Would you not feel violated if you found out the person you had been with also had other partners?

I would. What she did wasn't fair and I am not saying it was. What she did was wrong, however your reaction wasn't that good either. What I'd do right now is simply wait for her reaction. Unless you feel bad about what you did just wait, if you feel very bad about it then I think an appology might be a good thing to do. If not, I'd just see and wait how she responds before doing anything else.
mawfia
Oh we are no longer talking. However her and the other guy are still friends. If I do decide to apologize it may end happening no sonner than a month. By that time we should both be cooled down a little bit.
mawfia
Latest update she called me tonight and talked more about what happened during the last couple of months. There was no arguing or yelling. Just calm discussion about what we both did wrong and thigns to do better in the past. We are not exactly friends but on better speaking terms. I think she is starting to realize how much she hurt me.
Coen
That's a good change I guess. If you feel talking helps then you might want to consider calling her too or wait for her to call again and talk/discuss what happened again or talk over some events more specificly. At least she is showing some sign of remorse. Good luck with it, I hope you two come out OK. One way or the other.
fx-trading-education
I think that even if your reaction was probably not the most appropriate, you didn't have to apologize for anything as the reaction was not really disproportionate compared to what she did.
Discussing the matter would have been useful only if you think that it would have been a help for you. Otherwise a discussion where she could try to justify herself or where you would try to reestablish your relationship is in my opinion useless. It will just postpone the problem that will anyway come back.
Now that you had some discussion together I think that it is time to move on, forget all this sad story and find somebody else you can trust.
iyepes
I think your post was a revenge, to put her in evidence in front of her family and friends. What she did was wrong, but what you did also was it.

You had the option to end things with her privately, but you prefered exposing her. It only served to your anger. So, it's done, no way back, she is publicly out of your life. I think it was harsh, but it almost makes not sense to ask it now. It's already done.

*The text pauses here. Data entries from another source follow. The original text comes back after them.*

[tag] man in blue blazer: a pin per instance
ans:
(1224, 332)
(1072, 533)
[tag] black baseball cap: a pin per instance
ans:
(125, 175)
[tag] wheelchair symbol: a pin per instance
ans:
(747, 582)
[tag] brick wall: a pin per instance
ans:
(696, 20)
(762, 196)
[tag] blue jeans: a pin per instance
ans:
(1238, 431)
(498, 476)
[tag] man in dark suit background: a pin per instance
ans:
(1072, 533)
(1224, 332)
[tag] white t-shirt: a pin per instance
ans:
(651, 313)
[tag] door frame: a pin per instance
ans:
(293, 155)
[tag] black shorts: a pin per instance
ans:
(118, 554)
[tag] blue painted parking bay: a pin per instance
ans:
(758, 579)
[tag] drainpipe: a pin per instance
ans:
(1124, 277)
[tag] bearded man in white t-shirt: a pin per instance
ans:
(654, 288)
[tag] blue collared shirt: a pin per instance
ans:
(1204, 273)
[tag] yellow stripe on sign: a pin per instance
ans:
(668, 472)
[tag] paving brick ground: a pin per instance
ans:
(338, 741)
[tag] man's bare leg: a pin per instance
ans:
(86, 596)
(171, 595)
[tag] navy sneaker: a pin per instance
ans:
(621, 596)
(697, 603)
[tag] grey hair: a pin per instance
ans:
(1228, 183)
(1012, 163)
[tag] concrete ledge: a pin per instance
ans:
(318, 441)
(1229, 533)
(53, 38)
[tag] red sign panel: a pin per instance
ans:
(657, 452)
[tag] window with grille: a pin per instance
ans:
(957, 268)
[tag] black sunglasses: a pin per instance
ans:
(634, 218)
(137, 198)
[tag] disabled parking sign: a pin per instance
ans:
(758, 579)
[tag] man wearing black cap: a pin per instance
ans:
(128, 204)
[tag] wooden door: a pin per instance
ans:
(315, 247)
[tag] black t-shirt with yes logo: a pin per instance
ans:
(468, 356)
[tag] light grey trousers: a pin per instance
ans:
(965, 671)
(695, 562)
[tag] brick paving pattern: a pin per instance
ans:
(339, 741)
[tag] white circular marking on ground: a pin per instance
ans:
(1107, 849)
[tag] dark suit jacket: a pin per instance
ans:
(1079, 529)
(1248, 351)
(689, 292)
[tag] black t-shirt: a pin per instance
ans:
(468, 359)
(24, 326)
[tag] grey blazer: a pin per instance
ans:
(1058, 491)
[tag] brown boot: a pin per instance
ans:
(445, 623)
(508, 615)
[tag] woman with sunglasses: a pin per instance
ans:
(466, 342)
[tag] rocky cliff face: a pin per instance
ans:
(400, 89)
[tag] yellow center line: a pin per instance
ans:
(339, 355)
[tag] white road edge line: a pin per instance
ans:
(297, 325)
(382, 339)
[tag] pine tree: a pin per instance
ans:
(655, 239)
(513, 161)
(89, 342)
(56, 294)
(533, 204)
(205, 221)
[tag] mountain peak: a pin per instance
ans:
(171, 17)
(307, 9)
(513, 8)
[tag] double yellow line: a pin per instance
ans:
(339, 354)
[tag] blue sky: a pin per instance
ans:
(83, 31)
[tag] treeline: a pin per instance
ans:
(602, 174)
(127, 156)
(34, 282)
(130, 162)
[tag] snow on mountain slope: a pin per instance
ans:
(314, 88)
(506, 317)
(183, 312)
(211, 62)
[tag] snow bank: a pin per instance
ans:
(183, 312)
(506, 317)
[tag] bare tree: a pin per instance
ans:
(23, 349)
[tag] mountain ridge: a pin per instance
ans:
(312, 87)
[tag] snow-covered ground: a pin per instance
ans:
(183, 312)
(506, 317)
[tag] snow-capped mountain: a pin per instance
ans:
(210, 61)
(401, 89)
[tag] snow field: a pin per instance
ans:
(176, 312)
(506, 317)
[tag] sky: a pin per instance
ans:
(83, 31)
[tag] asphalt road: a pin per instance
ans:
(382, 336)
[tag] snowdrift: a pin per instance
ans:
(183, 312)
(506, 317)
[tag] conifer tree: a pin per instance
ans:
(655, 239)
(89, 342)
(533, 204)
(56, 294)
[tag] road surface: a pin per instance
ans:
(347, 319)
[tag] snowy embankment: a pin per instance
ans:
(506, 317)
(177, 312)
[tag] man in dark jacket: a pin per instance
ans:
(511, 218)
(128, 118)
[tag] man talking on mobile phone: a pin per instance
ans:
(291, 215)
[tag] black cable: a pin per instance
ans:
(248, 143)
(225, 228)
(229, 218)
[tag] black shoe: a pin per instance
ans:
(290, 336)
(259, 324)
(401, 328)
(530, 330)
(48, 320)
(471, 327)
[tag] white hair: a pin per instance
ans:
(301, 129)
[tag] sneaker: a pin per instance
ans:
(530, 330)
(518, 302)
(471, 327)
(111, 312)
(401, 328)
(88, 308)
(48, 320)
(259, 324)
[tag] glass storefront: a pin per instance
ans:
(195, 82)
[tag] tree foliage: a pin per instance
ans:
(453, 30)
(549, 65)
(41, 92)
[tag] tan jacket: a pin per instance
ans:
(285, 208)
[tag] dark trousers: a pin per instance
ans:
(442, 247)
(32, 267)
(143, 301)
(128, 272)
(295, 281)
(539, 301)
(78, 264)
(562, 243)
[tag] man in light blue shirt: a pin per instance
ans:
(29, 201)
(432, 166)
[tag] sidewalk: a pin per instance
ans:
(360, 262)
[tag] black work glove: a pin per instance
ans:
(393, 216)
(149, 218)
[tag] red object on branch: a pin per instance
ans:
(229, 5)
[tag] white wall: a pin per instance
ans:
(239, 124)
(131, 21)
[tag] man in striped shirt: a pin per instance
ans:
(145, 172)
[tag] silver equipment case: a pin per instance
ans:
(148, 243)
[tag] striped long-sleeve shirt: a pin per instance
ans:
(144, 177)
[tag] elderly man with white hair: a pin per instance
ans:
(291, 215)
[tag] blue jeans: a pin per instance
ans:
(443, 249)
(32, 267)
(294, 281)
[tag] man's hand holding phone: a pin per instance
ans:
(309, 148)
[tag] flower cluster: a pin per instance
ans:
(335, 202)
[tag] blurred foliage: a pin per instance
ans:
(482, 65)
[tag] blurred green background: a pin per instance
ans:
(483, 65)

You could apologize to her, but I agree that it's time to move on, and find someone you can trust.
redchic
wish i thought of this when that sob who cheated on me. i don't think it's harsh. you need to decide just how much you want her in your life if at all. and stick to the decision
cavey
The things she did was wrong. But it was between you, her, and that other guy. To go public with this is childish and mean. I doubt she or her family will ever speak with you again.
ladybugzox
that is completely childish and immature! Shocked it is between you and her, and yes the other guy too but definetly not her family. they shouldnt of had to tell you, she should've herself! and besides, would you of believed her friends/family if they told you? somewhat unlikely, especially if she denied it. sorry to hear that happened tho, my ex bf cheated on me with countless guys, and i only found out after we broke up for about a month. i feel for you!!